The latest air strikes followed Mr Hadi’s rejection of a new peace proposal submitted by UN envoy Ismail Ould Cheikh Ahmed.
Mr Hadi, who lives in the Saudi capital Riyadh, claimed that the plan “rewards the coup leaders and punishes the Yemeni people at the same time.”
Details of the proposal have not been made public but are believed to offer the Houthi forces a share in any future government.
It may also involve reducing some presidential powers in exchange for Houthis withdrawing from major cities.
The opposition seized Sanaa in 2014. Much of the internationally recognised government is now based in the second city of Aden.
The conflict escalated in March 2015 when the Saudi-led coalition launched a brutal air campaign against the Houthis and their allies.
Iran spoke out yesterday at the re-election of Saudi Arabia to the UN human rights council, despite demands from human rights groups to reject its candidacy.

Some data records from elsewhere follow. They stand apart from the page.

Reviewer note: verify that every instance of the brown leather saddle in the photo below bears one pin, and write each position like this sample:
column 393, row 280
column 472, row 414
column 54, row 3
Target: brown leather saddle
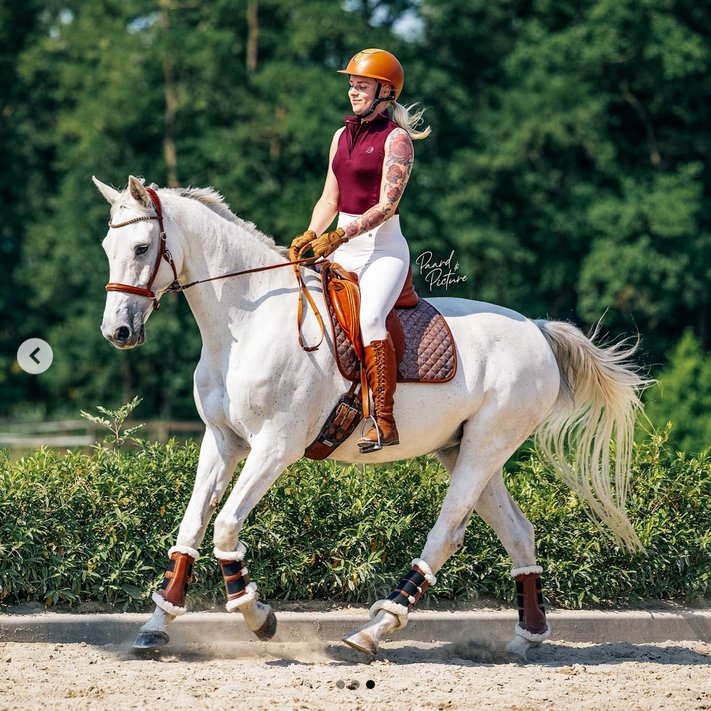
column 423, row 342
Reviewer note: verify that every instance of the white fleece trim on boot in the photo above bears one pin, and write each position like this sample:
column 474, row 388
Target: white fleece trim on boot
column 184, row 549
column 237, row 554
column 429, row 575
column 400, row 611
column 526, row 570
column 251, row 594
column 531, row 636
column 166, row 606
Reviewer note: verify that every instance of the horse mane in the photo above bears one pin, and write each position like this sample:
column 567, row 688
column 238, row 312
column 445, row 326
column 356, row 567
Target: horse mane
column 216, row 202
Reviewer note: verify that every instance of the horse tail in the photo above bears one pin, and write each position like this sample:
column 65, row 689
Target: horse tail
column 597, row 404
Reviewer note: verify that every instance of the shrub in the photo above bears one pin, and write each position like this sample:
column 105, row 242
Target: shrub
column 683, row 396
column 96, row 527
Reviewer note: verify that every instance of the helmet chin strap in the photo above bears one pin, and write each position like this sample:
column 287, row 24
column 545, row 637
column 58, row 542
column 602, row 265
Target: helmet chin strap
column 377, row 101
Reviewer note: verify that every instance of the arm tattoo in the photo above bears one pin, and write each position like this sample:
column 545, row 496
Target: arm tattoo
column 399, row 156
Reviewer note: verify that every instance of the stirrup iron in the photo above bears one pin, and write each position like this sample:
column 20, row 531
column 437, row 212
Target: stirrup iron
column 367, row 447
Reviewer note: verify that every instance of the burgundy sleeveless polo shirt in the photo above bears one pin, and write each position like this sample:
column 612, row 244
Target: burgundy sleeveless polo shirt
column 358, row 162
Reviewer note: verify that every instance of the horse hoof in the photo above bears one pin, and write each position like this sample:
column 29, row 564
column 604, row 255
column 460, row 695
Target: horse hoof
column 150, row 640
column 268, row 629
column 362, row 642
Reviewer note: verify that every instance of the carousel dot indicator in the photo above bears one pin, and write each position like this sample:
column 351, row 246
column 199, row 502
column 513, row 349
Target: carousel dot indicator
column 35, row 356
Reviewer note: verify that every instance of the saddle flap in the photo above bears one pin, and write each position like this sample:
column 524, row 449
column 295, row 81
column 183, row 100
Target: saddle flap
column 344, row 295
column 408, row 298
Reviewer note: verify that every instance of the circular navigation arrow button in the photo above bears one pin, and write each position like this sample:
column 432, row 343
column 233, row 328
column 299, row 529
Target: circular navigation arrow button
column 35, row 356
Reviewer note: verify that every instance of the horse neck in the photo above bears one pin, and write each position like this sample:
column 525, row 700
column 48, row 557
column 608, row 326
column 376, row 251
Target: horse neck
column 214, row 246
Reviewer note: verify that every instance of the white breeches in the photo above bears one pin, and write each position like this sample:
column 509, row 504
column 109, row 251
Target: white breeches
column 381, row 259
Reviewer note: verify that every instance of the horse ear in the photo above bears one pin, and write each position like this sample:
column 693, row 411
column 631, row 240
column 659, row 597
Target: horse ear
column 108, row 192
column 138, row 192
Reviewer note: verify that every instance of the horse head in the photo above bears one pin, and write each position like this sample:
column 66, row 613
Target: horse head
column 141, row 266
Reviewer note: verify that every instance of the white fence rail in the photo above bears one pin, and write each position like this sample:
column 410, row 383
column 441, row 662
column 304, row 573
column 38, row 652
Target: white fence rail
column 62, row 434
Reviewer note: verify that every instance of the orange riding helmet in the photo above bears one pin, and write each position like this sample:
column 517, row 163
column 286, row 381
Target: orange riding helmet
column 379, row 65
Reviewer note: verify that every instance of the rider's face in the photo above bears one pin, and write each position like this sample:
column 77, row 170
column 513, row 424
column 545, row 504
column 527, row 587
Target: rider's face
column 362, row 93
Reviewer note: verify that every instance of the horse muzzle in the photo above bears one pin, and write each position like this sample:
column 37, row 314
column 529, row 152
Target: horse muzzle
column 124, row 337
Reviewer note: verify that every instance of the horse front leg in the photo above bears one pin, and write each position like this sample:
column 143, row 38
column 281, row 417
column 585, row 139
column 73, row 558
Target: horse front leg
column 265, row 463
column 219, row 454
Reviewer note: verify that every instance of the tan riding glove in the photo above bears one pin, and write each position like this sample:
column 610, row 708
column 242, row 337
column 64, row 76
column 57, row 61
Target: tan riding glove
column 328, row 242
column 300, row 241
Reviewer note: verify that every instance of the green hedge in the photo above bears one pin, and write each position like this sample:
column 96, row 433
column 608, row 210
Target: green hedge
column 79, row 527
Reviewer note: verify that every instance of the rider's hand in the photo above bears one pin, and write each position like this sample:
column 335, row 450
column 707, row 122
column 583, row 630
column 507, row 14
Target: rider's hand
column 300, row 241
column 328, row 242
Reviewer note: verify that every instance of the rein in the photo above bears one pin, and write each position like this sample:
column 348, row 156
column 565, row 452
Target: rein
column 175, row 287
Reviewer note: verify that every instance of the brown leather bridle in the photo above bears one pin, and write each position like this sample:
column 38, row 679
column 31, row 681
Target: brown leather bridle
column 176, row 286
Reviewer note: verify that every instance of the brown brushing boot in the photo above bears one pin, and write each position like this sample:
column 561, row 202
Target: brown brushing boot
column 381, row 371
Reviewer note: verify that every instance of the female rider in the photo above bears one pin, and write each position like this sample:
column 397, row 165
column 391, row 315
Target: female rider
column 369, row 165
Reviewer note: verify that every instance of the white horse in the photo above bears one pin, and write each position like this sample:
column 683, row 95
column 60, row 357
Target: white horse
column 263, row 398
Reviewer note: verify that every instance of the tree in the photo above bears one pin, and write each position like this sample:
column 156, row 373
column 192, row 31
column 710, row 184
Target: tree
column 683, row 396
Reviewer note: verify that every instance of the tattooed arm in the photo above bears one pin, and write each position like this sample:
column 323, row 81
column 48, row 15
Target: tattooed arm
column 397, row 165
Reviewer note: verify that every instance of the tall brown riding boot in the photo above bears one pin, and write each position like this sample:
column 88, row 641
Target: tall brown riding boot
column 381, row 371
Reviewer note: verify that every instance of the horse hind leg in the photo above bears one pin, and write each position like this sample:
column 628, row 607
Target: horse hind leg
column 500, row 511
column 471, row 464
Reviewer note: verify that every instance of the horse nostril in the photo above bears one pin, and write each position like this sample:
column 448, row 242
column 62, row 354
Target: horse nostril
column 121, row 334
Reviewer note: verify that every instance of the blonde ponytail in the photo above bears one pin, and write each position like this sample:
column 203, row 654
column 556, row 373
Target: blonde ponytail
column 409, row 118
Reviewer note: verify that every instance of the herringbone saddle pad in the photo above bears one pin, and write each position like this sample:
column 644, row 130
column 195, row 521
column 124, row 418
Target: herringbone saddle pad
column 429, row 354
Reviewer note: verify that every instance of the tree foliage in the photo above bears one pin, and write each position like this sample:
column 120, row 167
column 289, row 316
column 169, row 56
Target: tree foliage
column 567, row 169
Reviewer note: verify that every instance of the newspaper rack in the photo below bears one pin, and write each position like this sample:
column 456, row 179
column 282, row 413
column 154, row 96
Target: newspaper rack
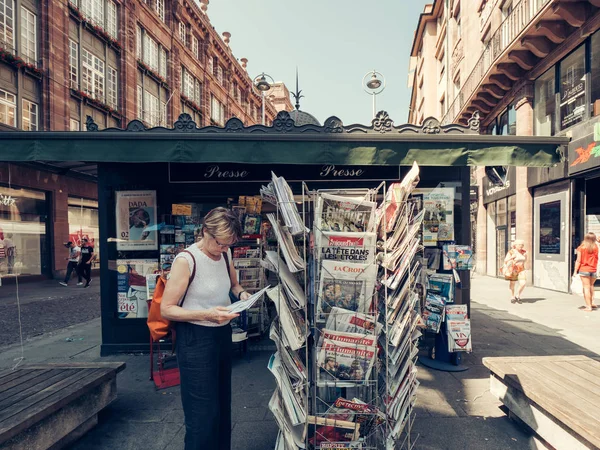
column 346, row 352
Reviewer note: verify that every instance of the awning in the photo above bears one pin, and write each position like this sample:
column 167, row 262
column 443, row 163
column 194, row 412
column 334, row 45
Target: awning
column 284, row 143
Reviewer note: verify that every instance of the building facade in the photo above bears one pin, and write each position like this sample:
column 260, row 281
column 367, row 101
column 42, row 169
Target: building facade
column 113, row 60
column 529, row 67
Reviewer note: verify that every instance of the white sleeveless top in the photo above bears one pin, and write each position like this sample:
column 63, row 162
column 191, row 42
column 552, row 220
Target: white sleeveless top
column 210, row 286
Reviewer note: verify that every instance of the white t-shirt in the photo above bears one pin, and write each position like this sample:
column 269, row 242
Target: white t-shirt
column 210, row 286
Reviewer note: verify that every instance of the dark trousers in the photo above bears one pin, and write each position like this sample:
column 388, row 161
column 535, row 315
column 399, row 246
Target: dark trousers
column 72, row 266
column 85, row 270
column 204, row 358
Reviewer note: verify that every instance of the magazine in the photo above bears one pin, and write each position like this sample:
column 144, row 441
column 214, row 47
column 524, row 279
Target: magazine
column 459, row 257
column 323, row 432
column 347, row 321
column 350, row 363
column 348, row 247
column 459, row 335
column 346, row 285
column 346, row 214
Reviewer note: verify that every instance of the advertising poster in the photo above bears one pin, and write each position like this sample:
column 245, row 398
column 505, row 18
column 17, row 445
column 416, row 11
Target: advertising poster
column 136, row 220
column 132, row 290
column 438, row 222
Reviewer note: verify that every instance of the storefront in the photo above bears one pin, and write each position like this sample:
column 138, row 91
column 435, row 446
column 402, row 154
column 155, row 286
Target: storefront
column 501, row 221
column 162, row 172
column 24, row 232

Iranian Deputy Foreign Minister Abbas Araghchi said that Riyadh’s success revealed “the best indication that human rights is simply a matter of political interests.”
Russia was knocked off the council, largely in response to allegations of deliberate attacks on civilians in Moscow’s bombing of Aleppo.
Iraq, Egypt, China, Brazil, Rwanda, Hungary, Cuba, South Africa, Japan, Tunisia, the US and Britain were all elected to the human rights body.